A discussão sobre o fim da escala 6×1 ganhou mais força entre os brasileiros, segundo pesquisa Datafolha realizada entre os dias 3 e 5 de março. De acordo com o levantamento, 71% da população apoia a redução desse modelo de jornada, resultado que mostra avanço em relação ao registrado no fim de 2024 e reforça a pressão em torno da proposta debatida no Congresso Nacional.

O dado revela que a maior parte dos entrevistados se posiciona a favor de uma mudança na rotina de trabalho, hoje marcada, em muitos casos, por seis dias seguidos de expediente para apenas um de descanso. Mais do que um debate trabalhista, a pesquisa indica que o tema já alcança um peso social e político relevante, ao mobilizar opiniões sobre qualidade de vida, renda, produtividade e impacto econômico.

O levantamento ouviu 2.004 pessoas com mais de 16 anos em 137 municípios do país. A margem de erro é de dois pontos percentuais, para mais ou para menos.

Um dos pontos que mais chamam atenção no estudo é o perfil de quem apoia a mudança. Segundo a pesquisa, pessoas que trabalham até cinco dias por semana se mostram mais favoráveis ao fim da escala 6×1 do que aquelas que trabalham seis dias ou mais. O dado contraria a percepção de que justamente quem enfrenta jornadas mais longas seria o grupo mais engajado na defesa da proposta.

A explicação apontada no próprio conteúdo da pesquisa está na composição de quem rejeita a redução da jornada. Nesse grupo, há maior presença de autônomos e empresários, setores que associam a manutenção da escala atual à possibilidade de preservar lucros e reduzir custos com mudanças no funcionamento das atividades econômicas.

Já entre os que trabalham até cinco dias por semana, aparece com mais força o grupo de pessoas inseridas em funções nas quais a duração da jornada não interfere diretamente na renda. Isso ajuda a entender por que esse segmento tende a olhar a redução da carga de trabalho com menos resistência.

A pesquisa também detalha como é a jornada diária dos entrevistados. Segundo os dados, 66% afirmaram trabalhar até oito horas por dia. Outros 28% disseram cumprir mais de oito até 12 horas diárias. Já 5% relataram trabalhar mais de 12 horas por dia, enquanto 1% não soube responder.

Além da discussão sobre carga horária, o levantamento mediu a percepção dos brasileiros sobre os possíveis efeitos da mudança na economia do país. Para 50% dos entrevistados, o fim da escala 6×1 teria impacto ótimo ou bom. Em sentido contrário, 24% acreditam que a mudança provocaria efeito ruim ou péssimo.

Esse recorte ajuda a mostrar que, embora a proposta encontre maioria favorável, ainda existe uma divisão importante quando o assunto passa a ser o impacto econômico. O tema, inclusive, também gera divergência entre especialistas.

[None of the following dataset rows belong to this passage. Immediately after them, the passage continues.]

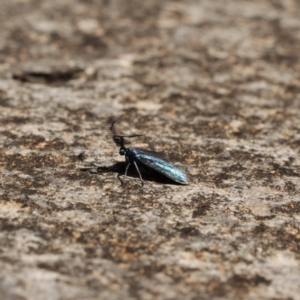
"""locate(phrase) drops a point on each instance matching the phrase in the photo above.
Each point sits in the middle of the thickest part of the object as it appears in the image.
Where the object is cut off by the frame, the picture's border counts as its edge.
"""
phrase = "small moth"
(137, 157)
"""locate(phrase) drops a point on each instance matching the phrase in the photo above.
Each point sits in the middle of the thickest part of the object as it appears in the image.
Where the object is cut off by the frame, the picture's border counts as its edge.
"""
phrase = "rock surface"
(213, 83)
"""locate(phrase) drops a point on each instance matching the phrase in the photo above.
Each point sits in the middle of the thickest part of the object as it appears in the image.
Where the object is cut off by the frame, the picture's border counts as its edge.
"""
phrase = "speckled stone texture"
(215, 84)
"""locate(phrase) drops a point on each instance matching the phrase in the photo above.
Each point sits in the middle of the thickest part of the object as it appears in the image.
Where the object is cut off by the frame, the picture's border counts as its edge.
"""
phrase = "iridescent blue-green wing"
(162, 166)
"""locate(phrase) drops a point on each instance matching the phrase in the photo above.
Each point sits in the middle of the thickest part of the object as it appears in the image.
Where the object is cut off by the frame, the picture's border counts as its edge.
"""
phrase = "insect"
(142, 157)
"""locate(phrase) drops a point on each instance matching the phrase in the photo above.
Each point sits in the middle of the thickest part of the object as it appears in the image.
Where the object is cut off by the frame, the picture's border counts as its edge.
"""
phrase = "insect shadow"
(120, 168)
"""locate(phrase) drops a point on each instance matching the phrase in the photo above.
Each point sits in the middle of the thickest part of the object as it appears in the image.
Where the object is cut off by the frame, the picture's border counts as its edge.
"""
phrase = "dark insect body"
(151, 159)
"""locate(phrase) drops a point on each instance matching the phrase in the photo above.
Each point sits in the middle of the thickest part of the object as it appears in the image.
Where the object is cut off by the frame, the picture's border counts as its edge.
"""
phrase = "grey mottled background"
(215, 84)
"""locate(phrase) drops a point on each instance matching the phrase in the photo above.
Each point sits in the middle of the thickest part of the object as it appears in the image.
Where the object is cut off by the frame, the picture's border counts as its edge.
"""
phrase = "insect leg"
(139, 172)
(127, 167)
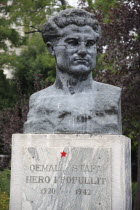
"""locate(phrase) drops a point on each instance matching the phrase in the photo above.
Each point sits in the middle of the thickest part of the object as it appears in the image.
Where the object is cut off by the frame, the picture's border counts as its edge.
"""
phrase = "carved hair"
(51, 30)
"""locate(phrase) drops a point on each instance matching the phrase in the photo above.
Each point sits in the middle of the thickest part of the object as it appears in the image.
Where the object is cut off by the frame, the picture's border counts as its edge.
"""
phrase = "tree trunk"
(137, 200)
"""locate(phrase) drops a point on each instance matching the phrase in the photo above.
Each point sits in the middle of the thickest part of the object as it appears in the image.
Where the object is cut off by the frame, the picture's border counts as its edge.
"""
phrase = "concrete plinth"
(70, 172)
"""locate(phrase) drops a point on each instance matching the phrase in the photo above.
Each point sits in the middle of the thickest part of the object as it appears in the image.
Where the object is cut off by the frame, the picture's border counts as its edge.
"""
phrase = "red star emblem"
(63, 154)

Parte dos estudos aponta aumento de custos para as empresas, enquanto outras análises indicam que a redução da jornada não causaria efeitos significativos sobre o desemprego.

Mesmo sendo conhecida popularmente como proposta pelo fim da escala 6×1, a discussão em curso no governo federal e no Congresso tem um foco mais amplo. Segundo o texto, a sinalização do governo do presidente Luiz Inácio Lula da Silva é priorizar a redução da jornada semanal de 44 para 40 horas.